Two books this week, both nominally non-fiction.
Rick Bowers - The Spies of Mississippi
This is a short book about spies hired to break up the Civil Rights movement in Mississippi. This one is absolutely non-fiction. I think I heard an interview with Bowers, or with someone else who had written a book on this topic. Anyway, eventually I'll get to teach the Civil Rights movement again, so this is good for that.

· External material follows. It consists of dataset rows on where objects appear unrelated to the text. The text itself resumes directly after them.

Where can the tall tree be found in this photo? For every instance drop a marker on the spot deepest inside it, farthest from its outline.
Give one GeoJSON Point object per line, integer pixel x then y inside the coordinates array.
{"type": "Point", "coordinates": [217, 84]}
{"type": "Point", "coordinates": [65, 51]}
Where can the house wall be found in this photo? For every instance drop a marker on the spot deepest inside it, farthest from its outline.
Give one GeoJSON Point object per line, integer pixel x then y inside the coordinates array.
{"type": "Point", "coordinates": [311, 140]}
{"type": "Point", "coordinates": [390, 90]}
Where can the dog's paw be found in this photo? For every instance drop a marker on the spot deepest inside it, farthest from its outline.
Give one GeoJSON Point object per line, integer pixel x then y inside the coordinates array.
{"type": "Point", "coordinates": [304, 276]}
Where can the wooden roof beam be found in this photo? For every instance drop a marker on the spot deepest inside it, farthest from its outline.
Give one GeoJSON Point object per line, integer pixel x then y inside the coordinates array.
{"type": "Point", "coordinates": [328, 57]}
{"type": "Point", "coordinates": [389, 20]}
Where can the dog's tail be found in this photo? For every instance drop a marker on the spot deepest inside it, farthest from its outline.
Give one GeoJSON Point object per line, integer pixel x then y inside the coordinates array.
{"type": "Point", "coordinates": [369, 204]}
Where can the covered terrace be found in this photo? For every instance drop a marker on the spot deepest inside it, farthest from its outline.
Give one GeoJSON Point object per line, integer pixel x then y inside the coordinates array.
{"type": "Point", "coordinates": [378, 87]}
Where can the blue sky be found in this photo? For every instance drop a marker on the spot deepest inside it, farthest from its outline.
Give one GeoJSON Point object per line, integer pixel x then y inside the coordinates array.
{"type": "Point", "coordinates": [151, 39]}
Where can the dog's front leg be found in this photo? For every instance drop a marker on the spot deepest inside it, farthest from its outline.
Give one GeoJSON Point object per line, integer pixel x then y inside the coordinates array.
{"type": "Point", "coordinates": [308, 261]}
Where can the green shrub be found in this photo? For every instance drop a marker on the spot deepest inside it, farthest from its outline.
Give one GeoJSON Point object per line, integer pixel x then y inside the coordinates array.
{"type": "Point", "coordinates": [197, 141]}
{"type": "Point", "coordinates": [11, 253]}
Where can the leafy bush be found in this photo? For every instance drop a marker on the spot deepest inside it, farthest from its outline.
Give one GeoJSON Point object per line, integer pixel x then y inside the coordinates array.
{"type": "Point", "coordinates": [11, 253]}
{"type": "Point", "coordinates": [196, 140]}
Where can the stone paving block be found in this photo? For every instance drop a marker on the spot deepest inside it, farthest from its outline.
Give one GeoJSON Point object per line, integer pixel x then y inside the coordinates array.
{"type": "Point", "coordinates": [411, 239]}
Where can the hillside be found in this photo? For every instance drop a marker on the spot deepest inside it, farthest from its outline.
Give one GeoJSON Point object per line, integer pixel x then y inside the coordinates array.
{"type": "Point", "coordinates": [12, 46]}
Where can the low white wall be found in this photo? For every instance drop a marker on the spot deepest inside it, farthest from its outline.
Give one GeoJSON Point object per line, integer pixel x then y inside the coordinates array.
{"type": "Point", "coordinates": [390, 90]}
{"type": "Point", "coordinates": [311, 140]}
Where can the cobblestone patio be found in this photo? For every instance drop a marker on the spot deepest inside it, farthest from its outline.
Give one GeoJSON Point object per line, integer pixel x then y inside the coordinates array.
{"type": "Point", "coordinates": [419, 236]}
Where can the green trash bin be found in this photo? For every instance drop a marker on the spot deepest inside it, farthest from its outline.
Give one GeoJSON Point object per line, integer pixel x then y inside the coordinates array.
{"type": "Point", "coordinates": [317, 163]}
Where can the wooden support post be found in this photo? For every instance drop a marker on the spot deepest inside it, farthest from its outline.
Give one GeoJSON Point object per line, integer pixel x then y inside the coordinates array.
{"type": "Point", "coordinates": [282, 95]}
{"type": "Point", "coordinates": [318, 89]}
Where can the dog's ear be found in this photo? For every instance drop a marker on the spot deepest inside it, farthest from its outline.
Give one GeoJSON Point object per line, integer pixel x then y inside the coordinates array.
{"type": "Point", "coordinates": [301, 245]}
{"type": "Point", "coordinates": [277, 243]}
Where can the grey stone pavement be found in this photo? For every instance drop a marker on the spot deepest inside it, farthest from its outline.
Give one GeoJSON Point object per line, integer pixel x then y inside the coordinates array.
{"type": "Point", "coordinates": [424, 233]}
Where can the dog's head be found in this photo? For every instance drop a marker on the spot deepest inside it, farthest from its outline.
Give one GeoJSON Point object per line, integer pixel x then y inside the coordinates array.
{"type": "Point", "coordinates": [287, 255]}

Jeff Greenfield - Then Everything Changed
This is what we call in the History discipline a collection of "counter-factuals", or alternate histories. Greenfield looks at three political events in US History - the aborted attempt to blow up JFK before his inaugural (the bomber was all set outside Kennedy's house in Florida, but Jackie and the kids came to the door to see Kennedy off to church, and the bomber couldn't attack with them watching); the assassination of Bobby Kennedy (he wasn't supposed to be in the kitchen of the hotel in California at all, that was a radical change in his schedule); and Gerald Ford's gaffe in the presidential debate with Carter. Alternate histories can be useful to historians, or they can be a distraction. We'll see where this fits in that continuum.
Next week I'll be out of town on a research trip, so there probably won't be a Library Monday. However, research trip means trashy books; I have a list already, I'll have to see what I can find from it - watch for that, not this Friday, but probably next. Also, I'm planning a trip the Green Valley Bookfair, so there might be some books from there to mention.